The bytecode of private and unconstrained functions doesn't need to be published, instead, users that desire to use a given contract can add the artifact to their PXE before interacting with it. Publishing it is supported but not required by the protocol. However, the verification key of a private function is hashed into the function's leaf of the contract's function tree, so the user can prove to the protocol that he executed the function correctly. Also, contract classes contain an artifact hash so the PXE can verify that the artifact corresponds with the contract class.
The encoding of private and unconstrained functions is not specified by the protocol, but it's recommended to follow the encoding that Barretenberg and the ACVM share that is serialization using bincode and gzip for compression.
This implies that the encoding of private and unconstrained functions does not need to be friendly to circuits, since when publishing it the protocol only sees a generic array of field elements.
Executing a private function
When executing a private function, its ACIR bytecode will be executed by the PXE using the ACVM. The ACVM will generate the witness of the execution.
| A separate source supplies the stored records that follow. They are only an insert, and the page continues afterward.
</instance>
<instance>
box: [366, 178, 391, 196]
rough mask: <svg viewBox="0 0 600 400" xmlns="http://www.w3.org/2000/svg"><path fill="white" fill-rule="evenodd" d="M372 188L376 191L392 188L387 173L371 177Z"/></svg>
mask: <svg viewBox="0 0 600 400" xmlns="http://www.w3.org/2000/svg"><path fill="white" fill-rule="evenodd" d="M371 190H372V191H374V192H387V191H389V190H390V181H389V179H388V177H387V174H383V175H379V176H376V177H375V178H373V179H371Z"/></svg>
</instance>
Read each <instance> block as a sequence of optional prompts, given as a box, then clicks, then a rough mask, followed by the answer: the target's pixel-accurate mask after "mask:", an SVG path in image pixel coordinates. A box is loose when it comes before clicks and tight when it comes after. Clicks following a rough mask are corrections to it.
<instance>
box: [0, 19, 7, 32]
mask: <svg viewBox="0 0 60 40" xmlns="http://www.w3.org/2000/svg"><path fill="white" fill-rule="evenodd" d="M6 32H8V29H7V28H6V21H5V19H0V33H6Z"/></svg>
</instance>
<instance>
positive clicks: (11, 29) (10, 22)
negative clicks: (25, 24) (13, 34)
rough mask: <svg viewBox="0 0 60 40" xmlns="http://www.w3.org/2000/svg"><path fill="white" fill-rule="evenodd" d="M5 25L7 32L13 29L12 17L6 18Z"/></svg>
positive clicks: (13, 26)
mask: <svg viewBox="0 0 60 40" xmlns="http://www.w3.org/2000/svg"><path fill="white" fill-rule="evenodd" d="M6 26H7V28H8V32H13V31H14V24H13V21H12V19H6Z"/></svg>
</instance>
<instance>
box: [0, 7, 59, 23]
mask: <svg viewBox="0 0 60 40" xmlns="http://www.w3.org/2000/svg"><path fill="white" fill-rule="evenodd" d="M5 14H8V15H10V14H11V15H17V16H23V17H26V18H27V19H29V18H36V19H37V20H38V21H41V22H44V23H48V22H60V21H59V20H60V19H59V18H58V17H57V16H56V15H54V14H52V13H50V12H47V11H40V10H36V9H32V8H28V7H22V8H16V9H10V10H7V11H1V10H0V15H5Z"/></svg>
The proving system can be used to generate a proof of the correctness of the witness.
The fact that the correct function was executed is checked by the protocol by verifying that the contract class ID contains one leaf in the function tree with this selector and the verification key of the function.
Executing an unconstrained function
When executing an unconstrained function, its Brillig bytecode will be executed by the PXE using the ACVM, similarly to private functions, but the PXE will not prove the execution. Instead, the PXE will return the result of the execution of the function to the user.
Executing a public function
When executing a public function, its AVM bytecode will be executed by the sequencer with the specified selector and arguments. The sequencer will generate a public VM proof of the correct execution of the AVM bytecode.
The fact that the correct bytecode was executed is checked by the protocol by verifying that the contract class ID contains the commitment to the bytecode used.